I now want to resign after working for 7 months as I have to be in my home country due to some emergencies. I have no intention of coming back to UAE. 
I cannot give more that 30 days of notice as I have to be in my country urgently. I casually asked the PRO as to how much will the recruitment charges be if I intend to leave and he said about 10000 AED. I don't have that much amount with me to pay.

I want to leave by not paying and with only one month's notice. How and what can I do in order to leave? I am also considering leaving without cancelling the visa. But I might have to come back someday after maybe 5 years for even a visit. I prefer doing things legally.

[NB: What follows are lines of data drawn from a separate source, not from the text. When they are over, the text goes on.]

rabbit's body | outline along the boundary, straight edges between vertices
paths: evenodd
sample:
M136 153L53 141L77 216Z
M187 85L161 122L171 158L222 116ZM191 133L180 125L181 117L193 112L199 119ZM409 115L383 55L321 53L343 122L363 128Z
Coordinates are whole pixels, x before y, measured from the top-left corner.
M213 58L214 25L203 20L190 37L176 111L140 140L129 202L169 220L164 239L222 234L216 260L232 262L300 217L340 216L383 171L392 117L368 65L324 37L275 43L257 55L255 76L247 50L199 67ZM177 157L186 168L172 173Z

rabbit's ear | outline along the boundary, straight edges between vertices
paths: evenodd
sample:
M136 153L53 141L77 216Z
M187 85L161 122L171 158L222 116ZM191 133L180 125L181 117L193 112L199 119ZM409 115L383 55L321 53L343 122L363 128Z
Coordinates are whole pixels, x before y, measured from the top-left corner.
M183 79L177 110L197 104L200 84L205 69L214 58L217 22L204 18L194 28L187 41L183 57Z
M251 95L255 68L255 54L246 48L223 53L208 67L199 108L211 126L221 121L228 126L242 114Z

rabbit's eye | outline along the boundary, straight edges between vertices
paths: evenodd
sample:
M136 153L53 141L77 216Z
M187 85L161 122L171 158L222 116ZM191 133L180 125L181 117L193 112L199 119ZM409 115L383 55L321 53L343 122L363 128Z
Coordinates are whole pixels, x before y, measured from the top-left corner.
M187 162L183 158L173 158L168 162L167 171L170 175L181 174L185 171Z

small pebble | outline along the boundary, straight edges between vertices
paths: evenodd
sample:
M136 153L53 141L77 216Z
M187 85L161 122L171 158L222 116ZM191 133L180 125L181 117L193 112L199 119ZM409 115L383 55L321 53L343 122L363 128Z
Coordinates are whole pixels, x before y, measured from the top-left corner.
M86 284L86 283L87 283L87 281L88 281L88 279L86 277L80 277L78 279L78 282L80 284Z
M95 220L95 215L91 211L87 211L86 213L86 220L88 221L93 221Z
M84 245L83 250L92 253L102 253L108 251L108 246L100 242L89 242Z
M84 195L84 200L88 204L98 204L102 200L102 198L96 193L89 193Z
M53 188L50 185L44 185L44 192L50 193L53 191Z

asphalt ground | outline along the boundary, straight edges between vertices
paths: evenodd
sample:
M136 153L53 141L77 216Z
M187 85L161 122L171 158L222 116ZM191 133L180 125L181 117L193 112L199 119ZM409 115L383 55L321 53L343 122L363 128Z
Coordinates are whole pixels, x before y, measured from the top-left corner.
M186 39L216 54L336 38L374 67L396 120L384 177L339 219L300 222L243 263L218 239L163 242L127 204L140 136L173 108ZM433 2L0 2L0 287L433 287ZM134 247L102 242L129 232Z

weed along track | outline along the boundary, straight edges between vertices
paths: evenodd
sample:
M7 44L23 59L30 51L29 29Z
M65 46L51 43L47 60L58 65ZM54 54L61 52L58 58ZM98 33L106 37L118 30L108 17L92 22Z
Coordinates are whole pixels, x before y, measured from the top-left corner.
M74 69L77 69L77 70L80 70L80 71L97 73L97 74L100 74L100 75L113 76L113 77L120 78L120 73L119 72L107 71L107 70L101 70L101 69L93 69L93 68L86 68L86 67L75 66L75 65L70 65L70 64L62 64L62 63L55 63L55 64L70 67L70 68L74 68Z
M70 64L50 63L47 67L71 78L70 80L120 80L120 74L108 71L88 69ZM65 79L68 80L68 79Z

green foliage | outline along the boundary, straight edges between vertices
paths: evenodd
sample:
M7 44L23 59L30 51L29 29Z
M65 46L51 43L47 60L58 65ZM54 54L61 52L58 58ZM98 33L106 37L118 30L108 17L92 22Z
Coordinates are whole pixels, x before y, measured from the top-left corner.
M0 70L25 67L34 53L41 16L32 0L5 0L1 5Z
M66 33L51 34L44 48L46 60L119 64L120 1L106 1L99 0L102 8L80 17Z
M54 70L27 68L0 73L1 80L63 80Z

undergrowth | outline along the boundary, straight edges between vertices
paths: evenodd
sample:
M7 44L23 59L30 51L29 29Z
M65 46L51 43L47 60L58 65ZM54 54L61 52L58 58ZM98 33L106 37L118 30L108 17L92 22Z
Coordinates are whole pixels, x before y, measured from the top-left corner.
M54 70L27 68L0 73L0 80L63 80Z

Any advice will be appreciated.

Thank you.


----------



## Stevesolar (Dec 21, 2012)

Hi,
Welcome to the forum.
Please read what you have written again - as you contradict yourself in different sentences.
Either you intend to come back to the UAE in the future, or you dont - you mention both options above.
From what i understand of UAE labour law - if you terminate your employment early, then you owe the company the equivalent of 1 1/2 months salary and they cannot charge you visa & hiring fees.
If you really never intend to come back to the UAE - then simply leave after you receive your next pay cheque (assuming you are in possession of your passport - which you should be, as it is against law for your employer to keep it).
Cheers
Steve


----------



## os0871 (Apr 13, 2014)

Thank you for your reply Stevesolar.

I am sorry for not being clear in my previous post. What I meant is I do not intend to come back to UAE for work. Maybe I might come back for a visit, as I have friends and family living here, that too not anytime soon. 
Thank you for your advice regarding the dues. Does the clause that they have mentioned in the document (which is point 2 in my original post) mean nothing? 
Could you also advice about the notice period that I will need to serve if I go legally?

Thanks


----------



## omrano (Jul 13, 2014)

Hello os0871,
As steve said, it is against the law that they charge you for the visa and other stuff as well , but still they have a signed document that u agree to return the visa cost.
your best option is to go to the ministry of labour, explain your situation and ask for their advice.
Best of luck


----------



## omrano (Jul 13, 2014)

I just read the below in the UAE labour Law

"In the event that no notice has been given, the party who ought to have given the notice must compensate the other with the payment of at least 30 days wage in lieu of the notice period"

also 

"Can an employee terminate a contract without notice?

An employee may terminate his contract of employment without notice in either of the following cases (as per Article 121 of the Law):

1. If the employer has not fulfilled his obligation towards him as provided in the contract or in the Law, for instance where an employer does not pay his employee his wages on time."


You can read through the UAE labour law, but still ur best option is the MOL.


----------



## BedouGirl (Sep 15, 2011)

If you have a limited contract, then you have to pay accordingly. If you have signed a document to say you will pay for visa, etc. costs if you leave before the end of the contract, then you will, in all likelihood, have to pay. Best thing you can do is to call the MoL.


----------



## os0871 (Apr 13, 2014)

Thank you all for the quick replies. Really appreciate all your help. As suggested, I will visit MOL tomorrow and seek advice.


----------



## omrano (Jul 13, 2014)

Good luck and keep us updated with what the MOL will tell u.
Someone in the future might be in ur shoes, and this topic might help them.


----------